The System iWant, 2010 Edition: Big Boxes
January 18, 2010 Timothy Prickett Morgan
With the Power7 processors not expected until later this year, now is as good a time as any to think about what these boxes might look like. In the past several months, I have walked you through all of the details I could find about the upcoming Power7 processors and the very sparse technical details about the servers that will make use of them. In the absence of real data, it is always a good idea to do a thought experiment about what these machines should look like to compare and contrast them with the Power Systems that IBM eventually does deliver and the competitive landscape into which they are launched.
This week, I want to start at the high end of the future Power7 lineup, which I am calling the System iWant, 2010 Edition, just to be a thorn in the side of IBM’s marketeers, who just can’t seem to give this box its own identity and a name that has some pizzazz or at least makes sense. Power Systems i is really atrocious, and so is calling OS/400 IBM i, which very few people do. No one knows what to call this machine and its software platform any more, and as I have said many times, this is the first thing that should change.
Anyway, this week, I want to start at the high end with the big boxes, what are known as the Power 595s in the current Power6/6+ generation. The Power 595s never got a Power6+ variant of the processor and have been based from the beginning on 4.2 GHz and 5 GHz versions of the Power6 chip. The Power6+ was supposed to provide more oomph to the Power Systems family as clock speeds were cranked up, but that never happened. In entry and midrange machines, IBM doubled up the processors with the Power6+ generation at the end of 2008 and in early 2009 and that is how it delivered more bang (and more bang for the buck). But the Power 595 was relatively stagnant for more than two years–something that is only possible because Sun Microsystems has massively screwed up its own UltraSparc servers and Fujitsu was late with quad-core processors in the boxes that Sun resells as the Sparc Enterprise M line, and Hewlett-Packard has been hamstrung by Intel‘s delays with its quad-core “Tukwila” Itanium processors.

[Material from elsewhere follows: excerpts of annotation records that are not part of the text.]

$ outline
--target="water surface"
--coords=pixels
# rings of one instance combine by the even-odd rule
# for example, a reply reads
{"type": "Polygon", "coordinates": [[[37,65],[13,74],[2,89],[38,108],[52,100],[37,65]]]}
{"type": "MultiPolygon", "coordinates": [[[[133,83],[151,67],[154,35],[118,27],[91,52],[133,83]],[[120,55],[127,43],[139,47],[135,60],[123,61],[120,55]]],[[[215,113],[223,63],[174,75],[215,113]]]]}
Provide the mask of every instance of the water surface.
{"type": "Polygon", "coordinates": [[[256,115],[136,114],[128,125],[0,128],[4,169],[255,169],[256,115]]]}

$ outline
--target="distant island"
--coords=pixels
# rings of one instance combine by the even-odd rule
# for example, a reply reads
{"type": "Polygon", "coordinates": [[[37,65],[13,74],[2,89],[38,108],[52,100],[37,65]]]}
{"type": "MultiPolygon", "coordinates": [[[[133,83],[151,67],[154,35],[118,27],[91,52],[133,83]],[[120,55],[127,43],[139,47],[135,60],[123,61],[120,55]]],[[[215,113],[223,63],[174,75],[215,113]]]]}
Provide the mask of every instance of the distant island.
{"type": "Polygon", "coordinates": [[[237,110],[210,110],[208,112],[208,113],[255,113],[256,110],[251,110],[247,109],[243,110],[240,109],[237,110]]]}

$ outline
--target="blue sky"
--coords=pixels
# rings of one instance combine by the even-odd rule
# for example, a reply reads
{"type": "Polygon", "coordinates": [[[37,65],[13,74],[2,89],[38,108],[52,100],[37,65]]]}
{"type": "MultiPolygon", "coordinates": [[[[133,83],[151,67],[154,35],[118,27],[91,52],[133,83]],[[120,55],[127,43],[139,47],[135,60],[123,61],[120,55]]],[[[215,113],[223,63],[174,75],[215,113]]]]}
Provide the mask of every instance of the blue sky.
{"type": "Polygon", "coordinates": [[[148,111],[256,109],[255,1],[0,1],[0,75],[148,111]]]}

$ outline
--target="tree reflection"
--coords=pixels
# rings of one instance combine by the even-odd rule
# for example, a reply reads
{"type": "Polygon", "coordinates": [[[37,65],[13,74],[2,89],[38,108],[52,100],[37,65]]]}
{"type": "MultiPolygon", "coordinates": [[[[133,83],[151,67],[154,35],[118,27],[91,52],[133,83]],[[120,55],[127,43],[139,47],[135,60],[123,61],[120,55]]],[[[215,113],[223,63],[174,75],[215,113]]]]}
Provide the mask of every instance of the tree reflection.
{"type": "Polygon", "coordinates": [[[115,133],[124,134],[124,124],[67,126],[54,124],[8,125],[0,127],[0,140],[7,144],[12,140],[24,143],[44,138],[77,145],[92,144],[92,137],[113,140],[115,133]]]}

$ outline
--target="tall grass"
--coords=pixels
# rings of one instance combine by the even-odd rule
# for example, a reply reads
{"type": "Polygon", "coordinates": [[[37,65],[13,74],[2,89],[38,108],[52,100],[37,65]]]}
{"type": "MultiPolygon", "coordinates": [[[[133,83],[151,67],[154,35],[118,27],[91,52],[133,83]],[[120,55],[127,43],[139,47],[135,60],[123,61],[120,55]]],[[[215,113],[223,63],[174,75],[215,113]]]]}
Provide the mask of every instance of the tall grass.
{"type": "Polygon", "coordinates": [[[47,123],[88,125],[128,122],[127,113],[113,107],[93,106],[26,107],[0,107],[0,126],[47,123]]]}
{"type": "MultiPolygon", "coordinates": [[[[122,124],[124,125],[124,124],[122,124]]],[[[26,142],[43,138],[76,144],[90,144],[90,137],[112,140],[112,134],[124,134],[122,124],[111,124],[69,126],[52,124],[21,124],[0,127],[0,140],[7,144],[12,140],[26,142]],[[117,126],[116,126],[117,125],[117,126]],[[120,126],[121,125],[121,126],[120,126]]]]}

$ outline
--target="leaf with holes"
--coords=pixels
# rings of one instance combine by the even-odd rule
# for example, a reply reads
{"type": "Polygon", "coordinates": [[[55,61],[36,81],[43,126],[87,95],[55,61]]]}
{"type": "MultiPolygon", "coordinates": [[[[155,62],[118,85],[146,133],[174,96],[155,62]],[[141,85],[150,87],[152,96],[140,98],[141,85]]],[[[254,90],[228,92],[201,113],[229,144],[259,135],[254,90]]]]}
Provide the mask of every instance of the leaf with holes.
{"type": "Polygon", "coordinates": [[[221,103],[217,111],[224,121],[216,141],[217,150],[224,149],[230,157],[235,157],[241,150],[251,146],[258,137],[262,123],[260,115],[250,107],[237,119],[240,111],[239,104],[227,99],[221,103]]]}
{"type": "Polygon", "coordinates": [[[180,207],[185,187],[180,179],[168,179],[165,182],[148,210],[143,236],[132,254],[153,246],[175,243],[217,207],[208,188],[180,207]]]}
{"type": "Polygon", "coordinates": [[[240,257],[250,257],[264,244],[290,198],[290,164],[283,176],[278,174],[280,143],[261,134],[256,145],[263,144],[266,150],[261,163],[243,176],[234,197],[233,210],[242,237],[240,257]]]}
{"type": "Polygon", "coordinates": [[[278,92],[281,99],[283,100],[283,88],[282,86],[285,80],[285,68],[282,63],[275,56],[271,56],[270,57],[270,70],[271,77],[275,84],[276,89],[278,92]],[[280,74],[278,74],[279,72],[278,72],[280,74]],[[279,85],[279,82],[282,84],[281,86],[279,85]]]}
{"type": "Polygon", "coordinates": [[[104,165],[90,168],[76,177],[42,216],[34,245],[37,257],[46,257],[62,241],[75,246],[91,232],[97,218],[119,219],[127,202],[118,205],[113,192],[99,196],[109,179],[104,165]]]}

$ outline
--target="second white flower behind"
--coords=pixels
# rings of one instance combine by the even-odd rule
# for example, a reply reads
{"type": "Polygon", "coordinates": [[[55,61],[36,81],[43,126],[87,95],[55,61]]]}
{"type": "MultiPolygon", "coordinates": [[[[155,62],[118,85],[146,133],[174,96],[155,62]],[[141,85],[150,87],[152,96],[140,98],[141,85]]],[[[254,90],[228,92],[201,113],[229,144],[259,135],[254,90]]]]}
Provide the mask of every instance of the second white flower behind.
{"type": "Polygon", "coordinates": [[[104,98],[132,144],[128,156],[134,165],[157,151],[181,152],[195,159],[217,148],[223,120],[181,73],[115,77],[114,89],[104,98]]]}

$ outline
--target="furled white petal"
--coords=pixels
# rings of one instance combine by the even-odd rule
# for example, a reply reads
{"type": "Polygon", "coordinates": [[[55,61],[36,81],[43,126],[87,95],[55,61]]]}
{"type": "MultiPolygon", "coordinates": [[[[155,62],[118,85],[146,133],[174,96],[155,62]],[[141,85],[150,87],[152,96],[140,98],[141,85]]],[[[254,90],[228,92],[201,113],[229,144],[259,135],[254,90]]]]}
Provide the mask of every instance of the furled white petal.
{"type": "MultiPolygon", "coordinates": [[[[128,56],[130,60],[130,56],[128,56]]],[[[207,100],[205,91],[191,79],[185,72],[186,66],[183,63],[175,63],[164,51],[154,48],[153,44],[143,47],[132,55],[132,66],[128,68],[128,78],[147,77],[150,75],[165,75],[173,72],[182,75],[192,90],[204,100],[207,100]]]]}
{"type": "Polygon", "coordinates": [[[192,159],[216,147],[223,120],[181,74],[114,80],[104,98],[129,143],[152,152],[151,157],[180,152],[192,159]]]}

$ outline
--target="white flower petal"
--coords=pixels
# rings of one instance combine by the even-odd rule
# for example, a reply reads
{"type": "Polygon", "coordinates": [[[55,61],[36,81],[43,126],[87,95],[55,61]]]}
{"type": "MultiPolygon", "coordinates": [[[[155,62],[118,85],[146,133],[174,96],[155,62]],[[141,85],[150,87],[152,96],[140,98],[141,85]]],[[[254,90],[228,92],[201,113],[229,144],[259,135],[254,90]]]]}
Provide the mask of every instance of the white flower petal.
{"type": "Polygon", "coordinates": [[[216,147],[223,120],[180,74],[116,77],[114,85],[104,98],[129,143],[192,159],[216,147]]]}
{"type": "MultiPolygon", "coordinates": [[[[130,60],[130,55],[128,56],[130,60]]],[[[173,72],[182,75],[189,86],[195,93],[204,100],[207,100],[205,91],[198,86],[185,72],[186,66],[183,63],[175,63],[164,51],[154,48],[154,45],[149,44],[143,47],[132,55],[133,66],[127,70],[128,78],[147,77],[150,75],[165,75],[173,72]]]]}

The Power 595 came in two flavors, spanning from eight to 64 cores using the 4.2 GHz Power6 engines and spanning from 16 to 64 engines using the 5 GHz variant. Main memory spanned from 16 GB to 4 TB, with 32 DDR2 memory slots per processor book (what we might call a cell board in another platform); the machine could have from one to eight of these books. Instead of using multichip module packaging, as it did during the Power5/5+ generation, putting multiple chips and L3 caches on a ceramic substrate and wiring it up on a board, with the Power6 version of the Power 595, IBM put a single dual-core Power6 chip and its 32 MB L3 cache onto a single chip module, and then put four of these onto a cell board, much as you would with a plain vanilla four-socket X64 box. The resulting machine came in a 24-inch-wide non-standard chassis, had 64 cores, 128 threads, 1 GB of L3 cache, and 256 memory slots topping out at 4 TB (if you used 533 GHz main memory instead of 667 MHz memory, which topped out at 1 TB).
IBM has been very vague about the performance of the future Power7-based systems, and has only said that using the eight-core chips, the future Power Systems machines will be able to deliver two to three times the performance in the same power envelope as the existing Power6/6+ versions of the lineup. Let’s take the high end of that estimate and see where it leads us. IBM will be reducing its clock speeds even as it cranks the cores and boosts the threads on the Power7 chips. We already know that IBM can hit 4 GHz with the special Power7 multichip modules used in the “Blue Waters” petaflops supercomputer being installed at the University of Illinois, and I already estimated that just one slice of this very interesting design–a 2U rack with eight MCMs, each with four eight-core chips on it–with 256 cores would weigh in at about 800,000 CPWs of aggregate OS/400-style computing performance. The 64-core Power 595 is rated at 294,700 CPWs using the 5 GHz Power6 chips (that’s two 32-core partitions, since i 6.1 can’t span more than 32 cores, apparently), and that gives us a factor of 2.7 in aggregate performance improvement.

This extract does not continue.